Re: Actually, this wasn't rhetorical

From: Peter Kirk (peterkirk@qaya.org)
Date: Mon Jan 24 2005 - 19:31:06 CST

  • Next message: Curtis Clark: "Re: I Heart Huckabees"

    On 24/01/2005 20:34, Peter Constable wrote:

    > ...
    >
    >>However, (and this is where it gets complicated):
    >>
    >>In the UTF-8, UTF-16, and UTF-32 Unicode encoding FORMs, an initial
    >>
    >>
    >U+FEFF
    >
    >
    >>represents ZERO WIDTH NO-BREAK SPACE.
    >>In the UTF-8, UTF-16, and UTF-32 Unicode encoding SCHEMEs, an initial
    >>U+FEFF is not considered part of the text.
    >>
    >>
    >
    >Careful; you're not distinguishing between the coded character U+FEFF
    >and an octet sequence such as 0xFF 0xFE, or 0xEF 0xBB 0xBF. One is an
    >entity of a CCS; the others are sequences of entities at the level of
    >CES. The Standard indicates that an initial octet sequence 0xEF 0xBB
    >0xBF *may* be interpreted at the CES level as a UTF-8 BOM. The Standard
    >neither requires nor recommends this, however; a conformant process may
    >rather interpret that initial sequence as the coded character
    >representation U+FEFF, which in turn it may or may not interpret as
    >ZWNBSP.
    >
    >
    >
    Peter, I am surprised at your "The Standard neither requires nor
    recommends this", as I read it as stating the opposite, that this
    interpretation is mandatory. I note from C12b as quoted by Jill:

    > C12b: When a process interprets a byte sequence which purports to be
    > in a Unicode character encoding scheme, it shall interpret that byte
    > sequence according to the byte order and specifications for the use of
    > the byte order mark established by this standard for that character
    > encoding scheme.

    And then in the definition of the UTF-8 encoding scheme, D39:

    > When represented in UTF-8, the byte order mark turns into the byte
    > sequence <EF BB BF>. Its usage at the beginning of a UTF-8 data stream
    > is neither required nor recommended by the Unicode Standard, but its
    > presence does not affect conformance to the UTF-8 encoding scheme.
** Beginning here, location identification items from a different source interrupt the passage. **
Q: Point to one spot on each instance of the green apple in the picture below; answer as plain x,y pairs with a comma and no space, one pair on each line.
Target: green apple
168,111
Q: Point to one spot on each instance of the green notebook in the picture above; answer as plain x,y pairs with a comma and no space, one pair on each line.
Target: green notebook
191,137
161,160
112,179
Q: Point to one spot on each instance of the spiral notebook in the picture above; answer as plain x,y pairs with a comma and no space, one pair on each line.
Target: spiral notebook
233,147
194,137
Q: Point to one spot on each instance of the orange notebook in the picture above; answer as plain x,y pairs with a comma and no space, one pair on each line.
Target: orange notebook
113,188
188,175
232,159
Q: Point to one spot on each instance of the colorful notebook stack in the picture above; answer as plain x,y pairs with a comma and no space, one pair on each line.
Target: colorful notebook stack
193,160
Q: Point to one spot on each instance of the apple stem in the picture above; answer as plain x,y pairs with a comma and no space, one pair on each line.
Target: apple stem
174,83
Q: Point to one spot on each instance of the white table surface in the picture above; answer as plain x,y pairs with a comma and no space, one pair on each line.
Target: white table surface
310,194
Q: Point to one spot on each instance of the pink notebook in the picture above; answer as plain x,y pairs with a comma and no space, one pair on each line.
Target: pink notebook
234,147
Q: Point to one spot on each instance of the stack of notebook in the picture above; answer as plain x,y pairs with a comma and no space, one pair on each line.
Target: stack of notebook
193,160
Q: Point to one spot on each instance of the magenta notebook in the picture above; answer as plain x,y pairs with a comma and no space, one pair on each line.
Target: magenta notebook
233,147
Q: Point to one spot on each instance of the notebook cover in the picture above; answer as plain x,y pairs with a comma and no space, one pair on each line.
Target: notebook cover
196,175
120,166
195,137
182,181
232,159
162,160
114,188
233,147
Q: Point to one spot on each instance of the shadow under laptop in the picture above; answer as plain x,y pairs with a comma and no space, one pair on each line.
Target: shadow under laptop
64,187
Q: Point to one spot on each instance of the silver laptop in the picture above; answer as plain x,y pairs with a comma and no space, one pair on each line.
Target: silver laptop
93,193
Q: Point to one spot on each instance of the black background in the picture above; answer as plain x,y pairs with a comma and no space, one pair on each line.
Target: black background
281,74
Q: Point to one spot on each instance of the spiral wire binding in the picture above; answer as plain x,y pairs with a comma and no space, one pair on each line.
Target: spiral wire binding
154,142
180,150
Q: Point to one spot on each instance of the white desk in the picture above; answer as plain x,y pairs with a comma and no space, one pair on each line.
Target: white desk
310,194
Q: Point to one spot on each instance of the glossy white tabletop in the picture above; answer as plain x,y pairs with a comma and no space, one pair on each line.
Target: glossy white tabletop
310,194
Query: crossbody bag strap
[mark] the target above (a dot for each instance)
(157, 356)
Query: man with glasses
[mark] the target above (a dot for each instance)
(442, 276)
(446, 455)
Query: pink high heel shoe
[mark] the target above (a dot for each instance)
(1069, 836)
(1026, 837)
    Thus the "specifications for the use of the byte order mark established
    by this standard for that character encoding scheme" include that the
    sequence <EF BB BF> at the beginning of a UTF-8 data stream represents a
    BOM. While this usage of the BOM is "neither required nor recommended by
    the Unicode Standard", the wording in C12b "it shall interpret" surely
    implies that the interpretation of this byte sequence as either a BOM or
    U+FEFF is mandatory, and that a process which interprets the sequence
    always as the coded character representation U+FEFF is non-conformant.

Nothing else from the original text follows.